Web Extraction

Concept Hierarchy Maintenance

At a research internship at Kosmix (now acquired by Walmart) with Anand Rajaraman, I looked at the problem of generating concepts — i.e., entities, items and ideas that users are interested in and searching for. However, the problem is that users typically do not simply type in their concept of choice into the search bar, but also extra terms, or other concepts. For example, a person searching for “Martin Scorcese” might type in “Martin Scorcese Departed”. We used ideas from association rule mining to figure out whether a sequence of n words represents a concept, relative to the n+1 word sequences that contain it, or the n-1 word sequences contained by it. We proved some theoretically desirable properties of our approach, and experimentally demonstrated effectiveness on a dataset of query logs. Our solution was deployed internally at Kosmix to enhance their concept hierarchy.

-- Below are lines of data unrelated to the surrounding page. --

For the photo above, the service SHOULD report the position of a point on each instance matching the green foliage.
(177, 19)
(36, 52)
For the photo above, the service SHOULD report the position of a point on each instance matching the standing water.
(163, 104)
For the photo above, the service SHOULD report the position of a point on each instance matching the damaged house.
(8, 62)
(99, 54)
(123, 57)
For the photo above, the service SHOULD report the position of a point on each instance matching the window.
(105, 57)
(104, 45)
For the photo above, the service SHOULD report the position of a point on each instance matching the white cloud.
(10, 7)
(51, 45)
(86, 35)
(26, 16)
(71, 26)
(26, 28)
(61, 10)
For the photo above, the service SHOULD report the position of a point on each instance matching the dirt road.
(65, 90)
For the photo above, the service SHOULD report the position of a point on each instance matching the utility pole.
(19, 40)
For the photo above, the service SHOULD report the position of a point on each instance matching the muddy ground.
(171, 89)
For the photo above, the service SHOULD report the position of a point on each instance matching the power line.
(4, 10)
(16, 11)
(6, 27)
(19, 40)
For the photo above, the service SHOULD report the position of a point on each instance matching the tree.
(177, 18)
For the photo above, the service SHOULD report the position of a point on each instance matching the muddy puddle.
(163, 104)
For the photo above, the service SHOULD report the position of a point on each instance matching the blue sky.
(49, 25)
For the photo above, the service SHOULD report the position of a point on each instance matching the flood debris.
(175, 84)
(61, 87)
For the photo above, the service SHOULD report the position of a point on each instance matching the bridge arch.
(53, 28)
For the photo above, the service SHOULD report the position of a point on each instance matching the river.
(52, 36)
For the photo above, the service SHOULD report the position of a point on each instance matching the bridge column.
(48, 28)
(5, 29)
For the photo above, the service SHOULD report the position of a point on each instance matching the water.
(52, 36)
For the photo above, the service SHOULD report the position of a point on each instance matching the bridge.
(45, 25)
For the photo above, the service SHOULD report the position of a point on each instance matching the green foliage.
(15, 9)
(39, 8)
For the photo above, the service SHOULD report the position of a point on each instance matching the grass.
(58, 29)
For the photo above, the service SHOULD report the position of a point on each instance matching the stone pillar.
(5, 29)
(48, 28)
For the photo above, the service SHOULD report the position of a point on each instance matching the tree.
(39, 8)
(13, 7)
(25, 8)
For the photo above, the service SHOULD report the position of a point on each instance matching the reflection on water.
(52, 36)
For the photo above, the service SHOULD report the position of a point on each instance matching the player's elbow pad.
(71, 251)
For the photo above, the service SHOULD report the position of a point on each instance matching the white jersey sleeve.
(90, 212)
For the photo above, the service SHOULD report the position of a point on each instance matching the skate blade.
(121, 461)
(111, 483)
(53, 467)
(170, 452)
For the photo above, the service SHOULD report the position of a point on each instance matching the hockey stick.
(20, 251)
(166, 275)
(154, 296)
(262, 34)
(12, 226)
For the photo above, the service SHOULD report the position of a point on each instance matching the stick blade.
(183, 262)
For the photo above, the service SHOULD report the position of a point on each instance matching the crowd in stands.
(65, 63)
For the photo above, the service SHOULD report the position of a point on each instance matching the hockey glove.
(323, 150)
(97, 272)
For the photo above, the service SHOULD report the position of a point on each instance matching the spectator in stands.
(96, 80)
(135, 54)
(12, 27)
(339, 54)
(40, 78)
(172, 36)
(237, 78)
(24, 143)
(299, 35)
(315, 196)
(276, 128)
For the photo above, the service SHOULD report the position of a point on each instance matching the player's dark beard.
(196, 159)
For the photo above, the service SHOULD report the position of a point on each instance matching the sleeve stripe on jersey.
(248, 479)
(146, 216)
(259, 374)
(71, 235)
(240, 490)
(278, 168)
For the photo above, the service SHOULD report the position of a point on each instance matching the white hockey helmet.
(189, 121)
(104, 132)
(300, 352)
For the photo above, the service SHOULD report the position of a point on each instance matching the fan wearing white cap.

The next step to this work was to find where to attach an extracted concept to a topic hierarchy. Since this is a task not easily done by computers, we looked at using human involvement to assist our search. We devised algorithms to find the minimal set of questions to ask humans to identify the correct category.

Fault-Tolerant Wrappers

Web-pages that are script or template based prove to be invaluable for extraction of concept metadata. For instance, it is easy to ask humans to annotate a few web-pages and learn a web wrapper to extract all metadata from a script-based website such as Yelp, Amazon, Ebay and so on. (For instance, restaurant phone numbers may be extracted from Yelp.) However, these web-pages change often, and the web wrappers learnt for the web-pages may no longer extract correct data. At a research internship at Yahoo! Research Bangalore, I looked at the wrapper maintenance and management problem with Rajeev Rastogi and Nilesh Dalvi. We were able to design efficient algorithms that output theoretically optimal robust wrappers for two different change models, and found that these wrappers perform orders of magnitude better than existing wrappers in terms of fault tolerance.

Keyword Search

At an internship at Microsoft Research, I worked on the problem of matching keyword search queries to a large collection of prespecified patterns (such as “Restaurant” near “Location”) and a large database of facts. Our solution is the first efficient solution with guarantees; and the implementation of our approach scaled easily to the large dataset sizes at Microsoft.